Começo a perceber que não sou capaz de absorver sensações simultâneas, o cão ladra no sol forte, mas eu só percebo o som, não o calor.

Há algo de importante na hierarquia das coisas, algo não resolvido, não importa o quanto eu queira, eu nunca posso escolher a ordem que percebo o mundo.

A relação com uma pintura é óbvia, a quantidade de variáveis são inúmeras: composição, tema, cor, valor, saturação, temperatura, textura, dimensão. Como escolher, como ordenar?

Talvez eu precise de menos controle, afinal, toda vez que busco controlar as sensações, eu crio algo de artificial nelas, algo de induzido.

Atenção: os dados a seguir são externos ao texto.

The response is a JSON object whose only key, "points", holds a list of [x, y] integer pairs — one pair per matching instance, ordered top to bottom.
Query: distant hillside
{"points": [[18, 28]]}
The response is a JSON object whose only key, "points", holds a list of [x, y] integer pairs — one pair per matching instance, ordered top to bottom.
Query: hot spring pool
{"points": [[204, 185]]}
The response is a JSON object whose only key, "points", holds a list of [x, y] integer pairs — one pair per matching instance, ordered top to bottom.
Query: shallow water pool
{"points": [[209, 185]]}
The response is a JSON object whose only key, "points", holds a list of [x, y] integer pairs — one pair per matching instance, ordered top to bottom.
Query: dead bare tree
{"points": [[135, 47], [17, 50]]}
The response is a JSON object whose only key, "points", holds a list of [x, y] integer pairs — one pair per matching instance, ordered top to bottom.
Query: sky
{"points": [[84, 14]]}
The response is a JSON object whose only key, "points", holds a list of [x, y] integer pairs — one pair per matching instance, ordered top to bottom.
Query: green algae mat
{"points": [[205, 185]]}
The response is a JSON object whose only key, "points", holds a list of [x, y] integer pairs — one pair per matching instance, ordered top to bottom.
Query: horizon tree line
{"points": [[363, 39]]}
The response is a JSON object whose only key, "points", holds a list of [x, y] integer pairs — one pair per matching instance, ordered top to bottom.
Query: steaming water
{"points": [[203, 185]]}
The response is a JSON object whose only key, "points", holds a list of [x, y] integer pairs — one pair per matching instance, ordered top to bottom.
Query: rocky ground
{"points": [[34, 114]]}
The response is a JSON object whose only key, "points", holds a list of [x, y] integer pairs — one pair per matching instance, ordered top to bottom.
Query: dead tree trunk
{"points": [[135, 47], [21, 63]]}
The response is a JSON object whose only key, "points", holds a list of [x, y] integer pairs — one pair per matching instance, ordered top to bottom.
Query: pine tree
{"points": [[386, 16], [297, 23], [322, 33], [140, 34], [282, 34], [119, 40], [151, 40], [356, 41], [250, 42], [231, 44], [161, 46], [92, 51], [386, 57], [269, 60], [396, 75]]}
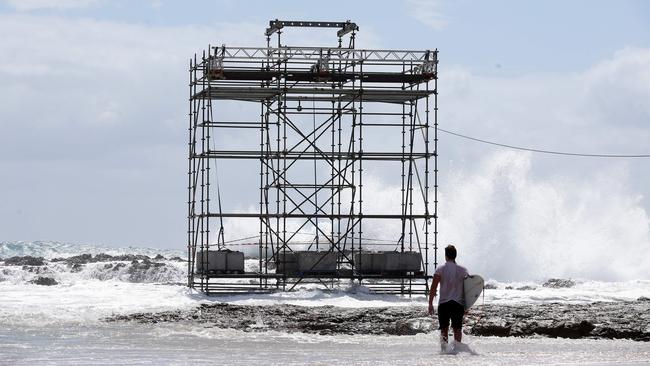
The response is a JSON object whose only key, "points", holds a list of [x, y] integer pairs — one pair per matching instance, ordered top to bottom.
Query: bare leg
{"points": [[443, 334], [458, 335]]}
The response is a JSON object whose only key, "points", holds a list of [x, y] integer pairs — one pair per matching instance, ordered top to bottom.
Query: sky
{"points": [[94, 105]]}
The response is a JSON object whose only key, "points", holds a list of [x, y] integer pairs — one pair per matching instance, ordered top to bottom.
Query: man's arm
{"points": [[433, 291]]}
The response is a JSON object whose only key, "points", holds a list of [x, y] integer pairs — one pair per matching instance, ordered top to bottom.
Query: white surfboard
{"points": [[472, 288]]}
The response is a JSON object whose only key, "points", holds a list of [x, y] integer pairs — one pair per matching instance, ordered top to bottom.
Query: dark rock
{"points": [[79, 259], [25, 261], [76, 268], [44, 281], [559, 283], [526, 288], [596, 320]]}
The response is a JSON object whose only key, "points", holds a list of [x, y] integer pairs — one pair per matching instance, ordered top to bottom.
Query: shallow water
{"points": [[153, 344]]}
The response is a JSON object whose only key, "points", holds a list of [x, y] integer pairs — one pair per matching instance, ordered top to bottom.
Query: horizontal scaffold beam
{"points": [[334, 53], [303, 75], [258, 94], [310, 155], [315, 216]]}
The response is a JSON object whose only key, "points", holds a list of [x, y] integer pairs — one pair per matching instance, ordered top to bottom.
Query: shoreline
{"points": [[599, 320]]}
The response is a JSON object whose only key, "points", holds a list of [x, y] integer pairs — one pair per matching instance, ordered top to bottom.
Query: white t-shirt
{"points": [[451, 282]]}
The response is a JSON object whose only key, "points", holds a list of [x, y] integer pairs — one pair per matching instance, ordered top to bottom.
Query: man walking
{"points": [[451, 304]]}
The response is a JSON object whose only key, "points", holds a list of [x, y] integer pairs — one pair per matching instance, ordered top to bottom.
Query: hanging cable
{"points": [[546, 151]]}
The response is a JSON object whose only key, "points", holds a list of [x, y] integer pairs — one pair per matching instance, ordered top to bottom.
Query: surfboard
{"points": [[472, 288]]}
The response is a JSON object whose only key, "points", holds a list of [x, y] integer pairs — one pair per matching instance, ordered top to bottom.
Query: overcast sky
{"points": [[94, 103]]}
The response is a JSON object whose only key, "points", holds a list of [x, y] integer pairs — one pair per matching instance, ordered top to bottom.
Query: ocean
{"points": [[65, 323]]}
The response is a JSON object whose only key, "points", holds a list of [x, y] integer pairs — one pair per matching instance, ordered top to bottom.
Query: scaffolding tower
{"points": [[325, 116]]}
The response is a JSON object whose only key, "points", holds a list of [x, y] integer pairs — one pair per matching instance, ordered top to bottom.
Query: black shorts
{"points": [[451, 310]]}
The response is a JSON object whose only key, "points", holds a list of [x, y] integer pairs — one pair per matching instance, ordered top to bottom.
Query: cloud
{"points": [[30, 5], [427, 12]]}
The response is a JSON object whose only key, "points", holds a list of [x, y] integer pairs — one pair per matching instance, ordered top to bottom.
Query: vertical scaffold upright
{"points": [[327, 116]]}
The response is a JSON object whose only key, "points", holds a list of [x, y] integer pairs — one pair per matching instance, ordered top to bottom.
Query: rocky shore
{"points": [[630, 320]]}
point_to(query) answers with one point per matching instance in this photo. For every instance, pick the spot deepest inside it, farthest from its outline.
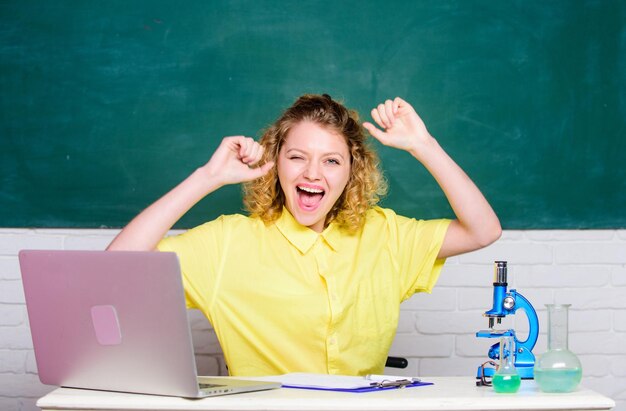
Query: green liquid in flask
(506, 383)
(558, 379)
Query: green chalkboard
(105, 105)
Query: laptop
(115, 321)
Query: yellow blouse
(283, 298)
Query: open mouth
(309, 197)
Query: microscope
(507, 303)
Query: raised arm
(233, 162)
(476, 223)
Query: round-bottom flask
(506, 379)
(559, 369)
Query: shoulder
(231, 222)
(378, 218)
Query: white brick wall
(586, 268)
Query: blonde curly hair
(264, 197)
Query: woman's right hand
(236, 160)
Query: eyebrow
(332, 153)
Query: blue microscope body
(507, 303)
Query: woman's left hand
(402, 127)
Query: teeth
(311, 190)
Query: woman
(313, 279)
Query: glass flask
(558, 369)
(506, 379)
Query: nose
(312, 171)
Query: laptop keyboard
(204, 386)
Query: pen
(381, 378)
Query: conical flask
(506, 379)
(558, 369)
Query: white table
(447, 393)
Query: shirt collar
(303, 238)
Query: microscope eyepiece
(500, 273)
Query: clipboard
(345, 383)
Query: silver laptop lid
(109, 321)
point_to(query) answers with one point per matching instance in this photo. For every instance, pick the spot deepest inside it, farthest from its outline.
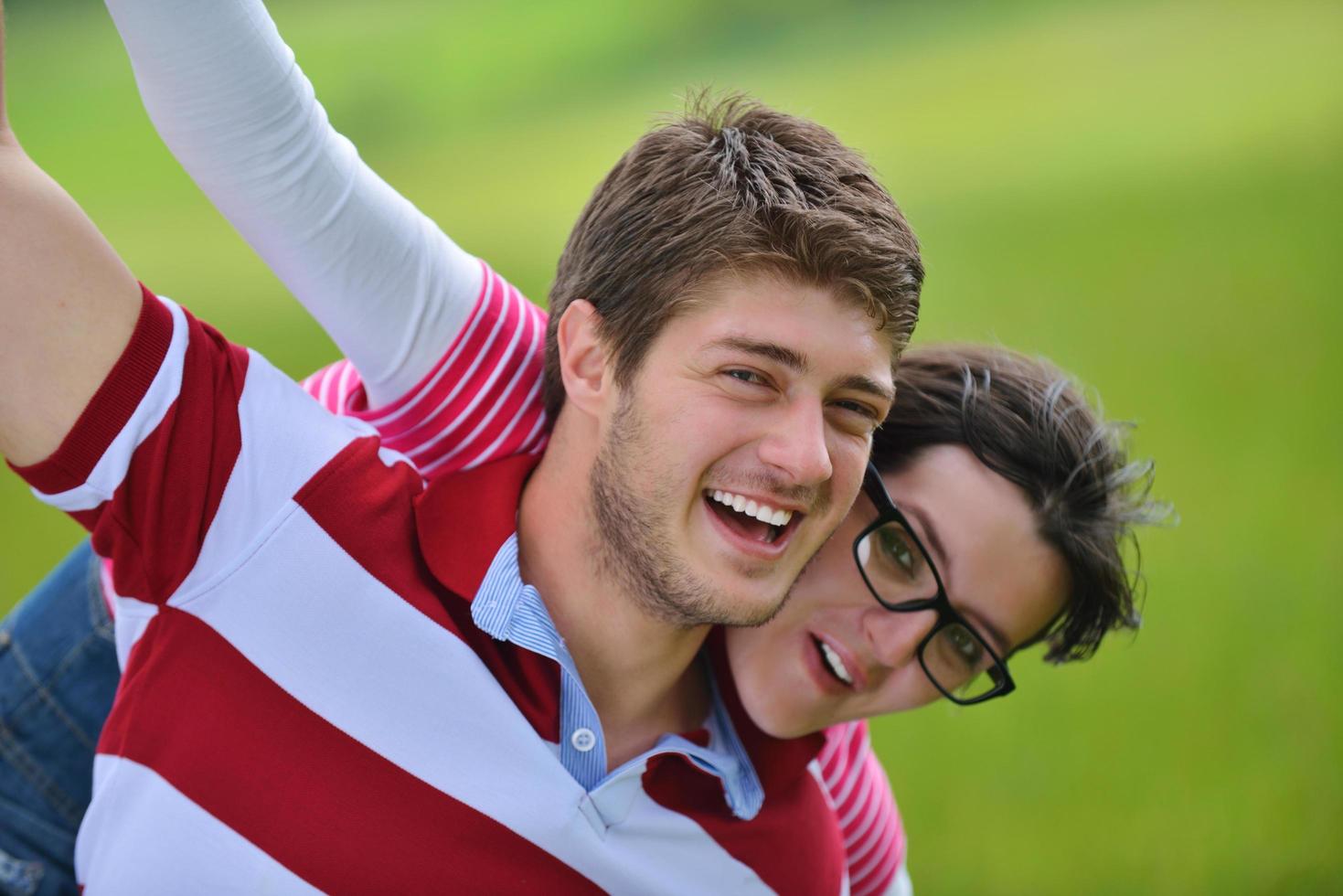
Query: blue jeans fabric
(58, 675)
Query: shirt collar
(779, 762)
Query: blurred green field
(1146, 192)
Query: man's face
(738, 448)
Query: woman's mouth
(833, 663)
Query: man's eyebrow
(944, 564)
(781, 354)
(870, 386)
(798, 361)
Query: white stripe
(530, 404)
(498, 398)
(853, 775)
(478, 382)
(879, 861)
(348, 379)
(864, 798)
(111, 469)
(324, 392)
(427, 389)
(855, 833)
(286, 438)
(177, 847)
(434, 709)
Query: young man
(317, 613)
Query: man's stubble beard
(634, 541)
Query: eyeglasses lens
(959, 661)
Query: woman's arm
(869, 819)
(229, 102)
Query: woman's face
(997, 571)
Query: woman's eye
(898, 549)
(967, 646)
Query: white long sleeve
(229, 102)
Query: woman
(1028, 473)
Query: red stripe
(111, 407)
(177, 475)
(318, 802)
(793, 845)
(384, 539)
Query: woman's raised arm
(229, 102)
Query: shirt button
(583, 739)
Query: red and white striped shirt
(311, 707)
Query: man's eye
(746, 377)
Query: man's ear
(583, 357)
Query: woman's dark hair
(1029, 422)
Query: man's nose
(895, 637)
(796, 443)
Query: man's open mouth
(751, 518)
(832, 661)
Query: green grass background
(1146, 192)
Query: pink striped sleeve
(869, 819)
(481, 402)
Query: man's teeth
(836, 663)
(759, 511)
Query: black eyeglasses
(900, 574)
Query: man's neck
(638, 670)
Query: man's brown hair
(1029, 422)
(730, 187)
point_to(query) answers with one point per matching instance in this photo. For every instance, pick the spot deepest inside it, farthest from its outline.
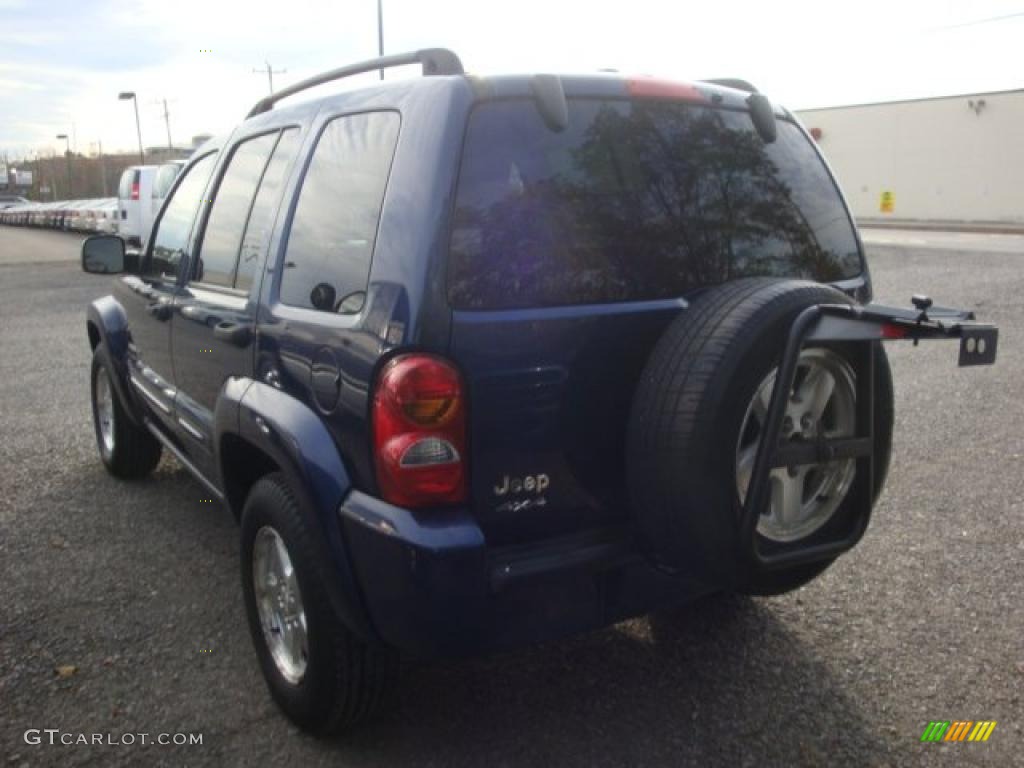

É preciso pensar menos, começar a conversar na língua das cores e das formas. Parar de decodificar o sentimento. Cada vez que eu decodifico ele perde um pouco de sua essência na tradução. Mais do que dizer eu te amo, é preciso amar.

Itu tem um céu azul lavado, como todo lugar de sol no brasil, as cores perdem sua intensidade mediante a luz tão forte. Tudo é prata, tudo é azul. Nos Brasil quente é preciso ser escultórico, caso contrário as formas deixam de existir, a saturação das coisas aqui é esmagada pela luz.

As cores são preguiçosas por aqui.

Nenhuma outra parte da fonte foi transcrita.